This week George W. Bush will hold his first meeting as U.S. president with the recently elected president of Mexico, Vicente Fox. According to The New York Times (*), key issues on the table are electricity and immigration. Bush is seeking more electricity from Mexico, and fewer Mexicans.

The original slogan for the summit was set to be "Less immigration, more illumination," but the president had a hard time pronouncing the string of long words and proposed the alternate "Less wets, more watts."


Bush is preparing to demand that Mexico open its state-owned petroleum industry, Pemex, to private investment in order to facilitate the export of energy to the United States.

However, state control of energy is written into the Mexican constitution, and according to the New York Times, Mexico is in no position to export electricity, given that Mexico is having a hard enough time meeting its own energy demands and will need at least $200 billion of investment to meet that demand over the next 15 years.


Keen to the challenges facing the Bush plan, key members of Bush's cabinet are testing the waters for a different solution to California's 'double brownouts.' The program is being dubbed 'Operation Wattback,' and would apparently solve both California's immigration crisis, and it's lack of electricity.

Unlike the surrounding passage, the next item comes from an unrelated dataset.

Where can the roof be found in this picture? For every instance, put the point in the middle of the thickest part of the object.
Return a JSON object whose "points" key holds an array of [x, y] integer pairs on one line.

An unidentified source in the Bush cabinet was quoted as saying "The idea is to capitalize on the crisis- too much unused Mexican Labor, too little electricity in California...the solution is simple, use Mexican labor to generate electricity." The proposal apparently is based on the deployment of thousands of electricity generating treadmills to Tijuana.

"Would-be migrants will find gainful employment in Mexico, generating electricity for California," the cabinet member explained.

When questioned as to whether or not 'Operation Wattback,' was simply a method to maintain the failing free-trade policies of deregulation, and the post-NAFTA militarized border, the cabinet member shot back "Ain't no power like the power of the people."